ShippingService Runbook
Operational runbook for troubleshooting and maintaining the ShippingService
This runbook provides operational procedures for the ShippingService, which is responsible for managing shipping options, carrier integration, and delivery tracking in the FlowMart e-commerce platform.
Architecture
The ShippingService is responsible for:
- Calculating shipping costs and delivery estimates
- Managing shipping carriers and integration
- Generating shipping labels
- Tracking shipments
- Handling delivery exceptions and returns
Service Dependencies
Loading graph...
Monitoring and Alerting
Key Metrics
Metric | Description | Warning Threshold | Critical Threshold |
---|---|---|---|
shipping_rate_calculation_rate | Rate calculations per minute | < 10 | < 2 |
shipping_label_generation_success | Label generation success % | < 98% | < 95% |
carrier_api_response_time | Carrier API response time | > 2s | > 5s |
carrier_api_error_rate | Carrier API errors % | > 2% | > 5% |
tracking_update_processing_rate | Tracking updates processed per minute | < 50 | < 10 |
shipment_tracking_lag | Delay in tracking information | > 15m | > 1h |
Dashboards
Common Alerts
Alert | Description | Troubleshooting Steps |
---|---|---|
ShippingServiceHighErrorRate | Shipping API error rate above threshold | See High Error Rate |
ShippingCarrierAPIDown | Carrier API connection issues | See Carrier API Issues |
ShippingServiceHighLatency | Shipping service latency issues | See High Latency |
ShippingServiceDatabaseIssues | Database connection issues | See Database Issues |
Troubleshooting Guides
High Error Rate
If the service is experiencing a high error rate:
Check application logs for error patterns:
kubectl logs -l app=shipping-service -n shipping --tail=100
Check specific error types:
kubectl exec -it $(kubectl get pods -l app=shipping-service -n shipping -o jsonpath='{.items[0].metadata.name}') -n shipping -- java -jar /app/tools/error-analyzer.jar --last-hour
Check for patterns in failed shipments:
kubectl exec -it $(kubectl get pods -l app=shipping-service -n shipping -o jsonpath='{.items[0].metadata.name}') -n shipping -- java -jar /app/tools/failed-shipments-analyzer.jar
Check for recent deployments that might have introduced issues:
kubectl rollout history deployment/shipping-service -n shipping
Verify if the issue is specific to a carrier (FedEx, UPS, etc.):
kubectl exec -it $(kubectl get pods -l app=shipping-service -n shipping -o jsonpath='{.items[0].metadata.name}') -n shipping -- java -jar /app/tools/carrier-success-rates.jar
Carrier API Issues
If there are issues with carrier APIs:
Check carrier API connectivity:
kubectl exec -it $(kubectl get pods -l app=shipping-service -n shipping -o jsonpath='{.items[0].metadata.name}') -n shipping -- java -jar /app/tools/carrier-health-check.jar
Check carrier API credentials and rotation status:
kubectl exec -it $(kubectl get pods -l app=shipping-service -n shipping -o jsonpath='{.items[0].metadata.name}') -n shipping -- java -jar /app/tools/check-carrier-credentials.jar
Check carrier status pages for announced outages:
Check carrier timeouts in application logs:
kubectl logs -l app=shipping-service -n shipping | grep "carrier timeout"

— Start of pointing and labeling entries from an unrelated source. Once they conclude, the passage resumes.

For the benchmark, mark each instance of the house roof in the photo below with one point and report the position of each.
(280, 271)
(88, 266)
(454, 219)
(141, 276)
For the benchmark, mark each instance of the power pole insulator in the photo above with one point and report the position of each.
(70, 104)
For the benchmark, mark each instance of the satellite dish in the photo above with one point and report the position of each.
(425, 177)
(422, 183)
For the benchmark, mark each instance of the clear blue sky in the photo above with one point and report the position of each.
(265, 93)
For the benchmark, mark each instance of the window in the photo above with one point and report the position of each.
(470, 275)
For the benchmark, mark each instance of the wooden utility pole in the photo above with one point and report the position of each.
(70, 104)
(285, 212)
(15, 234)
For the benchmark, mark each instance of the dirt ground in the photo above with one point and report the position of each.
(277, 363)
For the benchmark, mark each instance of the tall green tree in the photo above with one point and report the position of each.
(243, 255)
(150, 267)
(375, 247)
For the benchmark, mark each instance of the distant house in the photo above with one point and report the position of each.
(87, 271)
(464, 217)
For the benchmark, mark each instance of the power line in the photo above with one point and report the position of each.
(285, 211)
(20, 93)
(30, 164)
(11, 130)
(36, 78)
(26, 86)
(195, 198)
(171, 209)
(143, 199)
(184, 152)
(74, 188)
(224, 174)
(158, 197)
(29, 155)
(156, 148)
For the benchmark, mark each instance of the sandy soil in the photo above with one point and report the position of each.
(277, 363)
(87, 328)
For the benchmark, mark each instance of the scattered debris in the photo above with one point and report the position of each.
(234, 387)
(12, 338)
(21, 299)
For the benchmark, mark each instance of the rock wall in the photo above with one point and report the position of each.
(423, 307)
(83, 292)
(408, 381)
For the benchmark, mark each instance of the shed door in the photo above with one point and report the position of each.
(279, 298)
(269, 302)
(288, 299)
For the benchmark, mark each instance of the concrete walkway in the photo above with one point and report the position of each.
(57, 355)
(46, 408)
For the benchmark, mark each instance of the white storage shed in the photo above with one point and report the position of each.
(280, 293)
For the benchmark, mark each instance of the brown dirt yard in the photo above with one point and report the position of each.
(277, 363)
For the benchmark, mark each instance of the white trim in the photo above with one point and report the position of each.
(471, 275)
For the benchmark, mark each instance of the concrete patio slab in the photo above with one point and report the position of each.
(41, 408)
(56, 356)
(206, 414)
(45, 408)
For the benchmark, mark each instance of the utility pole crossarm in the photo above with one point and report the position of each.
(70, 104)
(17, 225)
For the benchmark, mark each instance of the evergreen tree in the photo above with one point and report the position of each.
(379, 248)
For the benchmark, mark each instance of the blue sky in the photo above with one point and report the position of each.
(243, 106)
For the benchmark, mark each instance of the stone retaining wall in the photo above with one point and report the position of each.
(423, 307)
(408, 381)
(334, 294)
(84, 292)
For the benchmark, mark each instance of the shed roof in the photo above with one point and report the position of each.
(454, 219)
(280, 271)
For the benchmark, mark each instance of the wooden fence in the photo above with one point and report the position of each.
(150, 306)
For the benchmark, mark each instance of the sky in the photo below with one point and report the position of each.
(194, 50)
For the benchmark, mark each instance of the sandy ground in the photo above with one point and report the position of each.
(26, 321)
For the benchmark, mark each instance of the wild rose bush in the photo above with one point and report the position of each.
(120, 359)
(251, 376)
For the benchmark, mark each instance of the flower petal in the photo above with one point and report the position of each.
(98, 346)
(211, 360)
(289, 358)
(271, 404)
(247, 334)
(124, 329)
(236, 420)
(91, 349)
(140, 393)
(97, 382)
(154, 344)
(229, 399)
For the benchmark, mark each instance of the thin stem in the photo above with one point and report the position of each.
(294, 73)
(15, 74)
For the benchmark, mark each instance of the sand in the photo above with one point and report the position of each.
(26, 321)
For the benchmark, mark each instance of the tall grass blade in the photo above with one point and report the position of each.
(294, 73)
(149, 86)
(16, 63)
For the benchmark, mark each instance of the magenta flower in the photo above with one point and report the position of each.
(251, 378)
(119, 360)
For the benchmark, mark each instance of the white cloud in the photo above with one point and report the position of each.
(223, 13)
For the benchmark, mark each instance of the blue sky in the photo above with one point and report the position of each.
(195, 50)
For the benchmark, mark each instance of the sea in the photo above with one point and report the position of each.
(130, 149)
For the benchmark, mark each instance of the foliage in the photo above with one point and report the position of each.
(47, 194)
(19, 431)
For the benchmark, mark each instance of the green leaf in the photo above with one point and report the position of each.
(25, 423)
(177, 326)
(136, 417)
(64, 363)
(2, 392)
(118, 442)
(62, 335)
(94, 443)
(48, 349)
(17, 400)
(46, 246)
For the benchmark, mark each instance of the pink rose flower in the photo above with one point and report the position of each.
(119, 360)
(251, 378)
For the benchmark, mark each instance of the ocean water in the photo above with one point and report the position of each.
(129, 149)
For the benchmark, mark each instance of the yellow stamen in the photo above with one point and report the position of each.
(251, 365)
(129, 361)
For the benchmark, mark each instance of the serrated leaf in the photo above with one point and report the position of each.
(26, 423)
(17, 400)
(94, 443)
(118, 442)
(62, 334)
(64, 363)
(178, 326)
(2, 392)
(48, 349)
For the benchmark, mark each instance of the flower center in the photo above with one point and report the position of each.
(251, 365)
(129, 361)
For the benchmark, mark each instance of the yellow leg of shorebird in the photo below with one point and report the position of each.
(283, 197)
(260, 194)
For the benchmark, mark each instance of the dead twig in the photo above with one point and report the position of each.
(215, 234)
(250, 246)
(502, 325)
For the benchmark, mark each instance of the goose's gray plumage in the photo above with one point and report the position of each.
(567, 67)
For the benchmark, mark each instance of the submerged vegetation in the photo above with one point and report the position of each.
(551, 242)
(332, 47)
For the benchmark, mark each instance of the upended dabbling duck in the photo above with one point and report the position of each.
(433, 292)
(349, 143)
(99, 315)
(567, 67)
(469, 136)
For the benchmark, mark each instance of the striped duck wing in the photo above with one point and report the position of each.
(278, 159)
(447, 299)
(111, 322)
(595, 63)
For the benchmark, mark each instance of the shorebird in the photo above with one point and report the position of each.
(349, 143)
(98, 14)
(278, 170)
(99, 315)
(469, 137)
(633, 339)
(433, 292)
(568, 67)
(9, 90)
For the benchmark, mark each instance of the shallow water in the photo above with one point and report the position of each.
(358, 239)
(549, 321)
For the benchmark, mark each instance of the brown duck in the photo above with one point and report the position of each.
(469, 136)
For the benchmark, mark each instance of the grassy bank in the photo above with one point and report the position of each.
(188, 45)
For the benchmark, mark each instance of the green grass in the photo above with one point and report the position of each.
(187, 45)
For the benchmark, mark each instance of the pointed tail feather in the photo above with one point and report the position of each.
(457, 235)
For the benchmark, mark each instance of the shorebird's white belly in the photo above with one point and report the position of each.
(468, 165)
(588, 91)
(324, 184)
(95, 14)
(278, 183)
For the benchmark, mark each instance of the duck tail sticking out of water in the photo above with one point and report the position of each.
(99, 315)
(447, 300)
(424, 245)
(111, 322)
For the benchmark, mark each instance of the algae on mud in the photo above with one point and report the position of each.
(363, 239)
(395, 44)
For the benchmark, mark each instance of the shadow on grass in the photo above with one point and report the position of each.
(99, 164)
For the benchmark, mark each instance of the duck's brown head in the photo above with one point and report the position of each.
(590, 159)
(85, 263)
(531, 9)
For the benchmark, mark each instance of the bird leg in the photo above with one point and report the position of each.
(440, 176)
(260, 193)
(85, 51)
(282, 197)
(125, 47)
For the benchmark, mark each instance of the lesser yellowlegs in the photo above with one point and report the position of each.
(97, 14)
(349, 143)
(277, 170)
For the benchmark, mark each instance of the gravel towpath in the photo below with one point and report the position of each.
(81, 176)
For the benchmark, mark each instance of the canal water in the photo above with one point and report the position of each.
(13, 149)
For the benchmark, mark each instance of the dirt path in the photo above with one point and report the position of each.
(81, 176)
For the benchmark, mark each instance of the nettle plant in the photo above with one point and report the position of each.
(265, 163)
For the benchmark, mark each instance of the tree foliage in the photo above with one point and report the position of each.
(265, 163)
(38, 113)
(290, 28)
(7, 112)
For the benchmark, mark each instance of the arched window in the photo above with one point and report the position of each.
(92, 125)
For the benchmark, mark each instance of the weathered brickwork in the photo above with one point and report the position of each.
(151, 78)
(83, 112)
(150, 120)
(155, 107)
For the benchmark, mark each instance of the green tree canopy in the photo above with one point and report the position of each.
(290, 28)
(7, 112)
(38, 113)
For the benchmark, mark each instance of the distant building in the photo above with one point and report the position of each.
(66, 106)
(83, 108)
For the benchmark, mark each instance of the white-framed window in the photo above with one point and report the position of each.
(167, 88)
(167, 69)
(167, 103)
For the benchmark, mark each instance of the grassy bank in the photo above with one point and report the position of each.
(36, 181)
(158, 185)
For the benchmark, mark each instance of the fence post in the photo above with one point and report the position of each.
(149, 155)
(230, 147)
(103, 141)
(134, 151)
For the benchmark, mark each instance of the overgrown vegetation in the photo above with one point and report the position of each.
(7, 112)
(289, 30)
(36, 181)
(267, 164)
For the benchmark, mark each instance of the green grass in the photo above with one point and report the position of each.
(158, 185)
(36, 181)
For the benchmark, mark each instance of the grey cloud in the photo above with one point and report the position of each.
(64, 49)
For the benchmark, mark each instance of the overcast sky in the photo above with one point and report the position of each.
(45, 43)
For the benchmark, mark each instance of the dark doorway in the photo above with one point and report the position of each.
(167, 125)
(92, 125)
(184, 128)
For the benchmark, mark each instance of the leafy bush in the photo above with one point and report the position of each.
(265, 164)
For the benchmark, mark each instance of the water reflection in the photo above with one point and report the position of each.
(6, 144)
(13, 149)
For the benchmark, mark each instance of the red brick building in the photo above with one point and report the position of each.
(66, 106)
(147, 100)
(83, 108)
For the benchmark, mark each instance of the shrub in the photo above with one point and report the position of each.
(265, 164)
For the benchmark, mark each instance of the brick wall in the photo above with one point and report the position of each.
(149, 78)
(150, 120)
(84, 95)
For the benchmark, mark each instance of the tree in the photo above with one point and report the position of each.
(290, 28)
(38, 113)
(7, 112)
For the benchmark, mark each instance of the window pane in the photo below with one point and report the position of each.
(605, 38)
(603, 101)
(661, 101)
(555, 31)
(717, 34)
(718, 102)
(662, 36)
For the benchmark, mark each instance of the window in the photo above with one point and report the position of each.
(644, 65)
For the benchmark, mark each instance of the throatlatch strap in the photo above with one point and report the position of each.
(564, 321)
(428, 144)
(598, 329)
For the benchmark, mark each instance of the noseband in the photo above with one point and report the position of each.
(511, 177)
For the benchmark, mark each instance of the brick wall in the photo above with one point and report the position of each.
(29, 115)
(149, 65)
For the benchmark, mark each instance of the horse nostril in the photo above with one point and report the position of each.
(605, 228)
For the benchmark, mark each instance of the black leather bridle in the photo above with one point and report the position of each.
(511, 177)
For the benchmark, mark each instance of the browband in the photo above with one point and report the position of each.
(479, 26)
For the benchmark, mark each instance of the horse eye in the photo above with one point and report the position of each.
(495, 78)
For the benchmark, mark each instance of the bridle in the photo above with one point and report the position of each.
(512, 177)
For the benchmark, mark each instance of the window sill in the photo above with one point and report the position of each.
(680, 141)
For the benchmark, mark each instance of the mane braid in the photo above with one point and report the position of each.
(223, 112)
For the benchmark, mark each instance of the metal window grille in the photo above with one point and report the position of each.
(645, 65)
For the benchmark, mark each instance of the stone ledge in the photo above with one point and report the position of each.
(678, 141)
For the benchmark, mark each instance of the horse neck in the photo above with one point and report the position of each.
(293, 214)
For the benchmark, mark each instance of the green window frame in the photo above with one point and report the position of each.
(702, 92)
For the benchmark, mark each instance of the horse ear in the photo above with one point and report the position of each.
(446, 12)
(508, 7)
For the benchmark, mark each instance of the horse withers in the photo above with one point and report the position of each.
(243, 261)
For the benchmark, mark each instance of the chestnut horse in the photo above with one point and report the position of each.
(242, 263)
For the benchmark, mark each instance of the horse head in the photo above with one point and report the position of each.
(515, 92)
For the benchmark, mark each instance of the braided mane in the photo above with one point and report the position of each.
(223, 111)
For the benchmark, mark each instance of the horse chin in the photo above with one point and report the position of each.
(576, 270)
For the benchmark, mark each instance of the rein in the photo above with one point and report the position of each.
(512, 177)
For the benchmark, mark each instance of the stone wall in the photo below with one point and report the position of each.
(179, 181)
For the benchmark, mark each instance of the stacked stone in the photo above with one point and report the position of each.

Enable fallback shipping carrier:
kubectl exec -it $(kubectl get pods -l app=shipping-service -n shipping -o jsonpath='{.items[0].metadata.name}') -n shipping -- curl -X POST localhost:8080/internal/api/shipping/enable-fallback-carrier -H "Content-Type: application/json" -d '{"primaryCarrier": "fedex", "fallbackCarrier": "ups", "reason": "FedEx API outage"}'
High Latency
If the service is experiencing high latency:
Check system metrics:
kubectl top pods -n shipping
Check JVM memory and GC metrics:
kubectl exec -it $(kubectl get pods -l app=shipping-service -n shipping -o jsonpath='{.items[0].metadata.name}') -n shipping -- java -jar /app/tools/jvm-metrics.jar
Check MongoDB performance:
kubectl exec -it $(kubectl get pods -l app=mongodb -n data -o jsonpath='{.items[0].metadata.name}') -n data -- mongo --eval "db.currentOp()"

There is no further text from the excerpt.